BEAUTY QUOTES VII

quotations about beauty

All we have, it seems to me, is the beauty of art and nature and life, and the love which that beauty inspires.

EDWARD ABBEY

"Fire Lookout: Numa Ridge", The Journey Home


Beauty rests on necessities. The line of beauty is the result of perfect economy.

RALPH WALDO EMERSON

The Conduct of Life


As well might a flower complain of the bee which its sweetness attracts, as a pretty girl of being gazed at when she goes abroad. But the complaint is seldom made in earnest.

CHRISTIAN NESTELL BOVEE

Intuitions and Summaries of Thought


At some point in life the world's beauty becomes enough. You don't need to photograph, paint or even remember it. It is enough. No record of it needs to be kept and you don't need someone to share it with or tell it to. When that happens -- that letting go -- you let go because you can.

TONI MORRISON

Tar Baby


Beauty has no obvious use; nor is there any clear cultural necessity for it. Yet civilization could not do without it.

SIGMUND FREUD

Civilization and Its Discontents


Arguments out of a pretty mouth are unanswerable.

JOSEPH ADDISON

The Freeholder, Jan. 2, 1716


Beauty spins and the mind moves. To catch beauty would be to understand how that impertinent stability in vertigo is possible.
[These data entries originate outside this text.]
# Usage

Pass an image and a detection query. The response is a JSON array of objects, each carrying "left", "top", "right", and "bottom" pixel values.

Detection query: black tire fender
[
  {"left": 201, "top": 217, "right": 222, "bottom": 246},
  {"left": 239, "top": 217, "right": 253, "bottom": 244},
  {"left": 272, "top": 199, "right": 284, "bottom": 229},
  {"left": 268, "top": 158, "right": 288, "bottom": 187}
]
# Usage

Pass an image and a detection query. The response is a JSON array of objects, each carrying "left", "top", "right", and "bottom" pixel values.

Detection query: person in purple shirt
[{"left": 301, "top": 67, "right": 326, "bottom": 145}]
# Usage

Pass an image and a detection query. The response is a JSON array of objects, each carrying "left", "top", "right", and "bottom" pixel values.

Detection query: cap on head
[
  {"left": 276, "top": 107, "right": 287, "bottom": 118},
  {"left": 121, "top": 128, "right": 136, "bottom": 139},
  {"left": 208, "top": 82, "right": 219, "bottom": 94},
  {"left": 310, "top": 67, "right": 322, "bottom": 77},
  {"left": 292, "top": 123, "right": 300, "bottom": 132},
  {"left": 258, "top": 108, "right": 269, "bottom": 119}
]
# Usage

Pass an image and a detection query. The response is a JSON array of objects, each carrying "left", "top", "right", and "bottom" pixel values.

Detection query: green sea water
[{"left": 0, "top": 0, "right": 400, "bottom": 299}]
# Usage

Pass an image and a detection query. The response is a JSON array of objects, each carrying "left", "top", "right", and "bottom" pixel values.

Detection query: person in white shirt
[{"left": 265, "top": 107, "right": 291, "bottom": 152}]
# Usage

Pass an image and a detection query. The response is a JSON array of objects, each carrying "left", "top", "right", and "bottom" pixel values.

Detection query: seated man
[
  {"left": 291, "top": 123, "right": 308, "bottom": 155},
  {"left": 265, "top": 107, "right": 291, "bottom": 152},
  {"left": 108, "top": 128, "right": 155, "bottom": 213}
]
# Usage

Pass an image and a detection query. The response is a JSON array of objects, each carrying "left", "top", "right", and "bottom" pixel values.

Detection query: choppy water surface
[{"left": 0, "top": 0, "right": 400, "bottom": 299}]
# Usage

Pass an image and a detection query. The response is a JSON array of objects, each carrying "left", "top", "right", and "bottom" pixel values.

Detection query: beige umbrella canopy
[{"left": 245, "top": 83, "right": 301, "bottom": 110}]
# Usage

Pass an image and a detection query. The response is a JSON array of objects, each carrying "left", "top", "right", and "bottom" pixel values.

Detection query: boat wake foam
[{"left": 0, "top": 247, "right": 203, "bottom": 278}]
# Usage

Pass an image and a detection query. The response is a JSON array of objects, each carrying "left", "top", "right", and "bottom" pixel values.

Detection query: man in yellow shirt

But no, delight need not reach so far. To be running breathlessly, but not yet arrived, is itself delightful, a suspended moment of living hope.

ANNE CARSON

preface, Eros the Bittersweet


All beautiful things bring sadness, nor alone
Sweet music, as our wisest Poet spake,
Because in us keen longings they awake.

RICHARD CHENEVIX TRENCH

"All Beautiful Things"


What can still that hunger of the heart which sickens the eye for beauty, and makes sweet-scented ease an oppression?

GEORGE ELIOT

Daniel Deronda


Beauty is a simple passion,
but, oh my friends, in the end
you will dance the fire dance in iron shoes.

ANNE SEXTON

Snow White and the Seven Dwarfs


For one to admire a woman merely for her beauty, is to love the building for its exterior; but to love one for the greatness of her soul, is to appreciate the tenement for its intrinsic value.

WILLIAM SCOTT DOWNEY

Proverbs


The epithet beautiful is used by surgeons to describe operations which their patients describe as ghastly, by physicists to describe methods of measurement which leave sentimentalists cold, by lawyers to describe cases which ruin all the parties to them, and by lovers to describe the objects of their infatuation, however unattractive they may appear to the unaffected spectators.

GEORGE BERNARD SHAW

preface, Ellen Terry and Bernard Shaw: A Correspondence


True love survives all shocks: an affection originally produced by admiration for unusual beauty may not only survive the loss of that beauty, but may become more intense if the beauty has changed into ugliness through causes that bind the lovers together in tender associations.

ARTHUR LYNCH

Moods of Life


I was brought up imagining that cream rises to the top, merit wins out, the race is to the swift and riches to men of understanding, but it ain't necessarily so. The swift stand a better chance if they are also beautiful.

GARRISON KEILLOR

"Not Smart? Not a Problem," A Prairie Home Companion, Jun. 22, 2010


The only beautiful thing in the world whose beauty lasts for ever is a pure, fair soul.

BRAM STOKER

"The Rose Prince"


Beauty acts as a cause to produce love, because the being, the attributes and the works of God possess beauty, and every one loves that which is beautiful.

MUHAMMAD AL-GHAZALI

The Alchemy of Happiness


In spite of all,
Some shape of beauty moves away the pall
From our dark spirits.

JOHN KEATS

Endymion


Women of no beauty may yet be flattered to believe they possess some; others of a moderate share that they have a great deal; but those of elegance and charm generally know the perfection of their external graces so well, that they seem to covet that flattery most which heightens the opinion of their wit and judgment.

NORMAN MACDONALD

Maxims and Moral Reflections


Beauty itself soon fades, and when a woman has beauty and nothing else, well, it's like putting all the goods in the shop window, isn't it? And the moment she loses her good looks--poor creature! what is she? Just a mere bit of faded finery to be thrown aside.

HENRY ARTHUR JONES

Her Tongue


Beauty is like life itself: a dawn mist
the sun burns off. It gives no peace, no rest.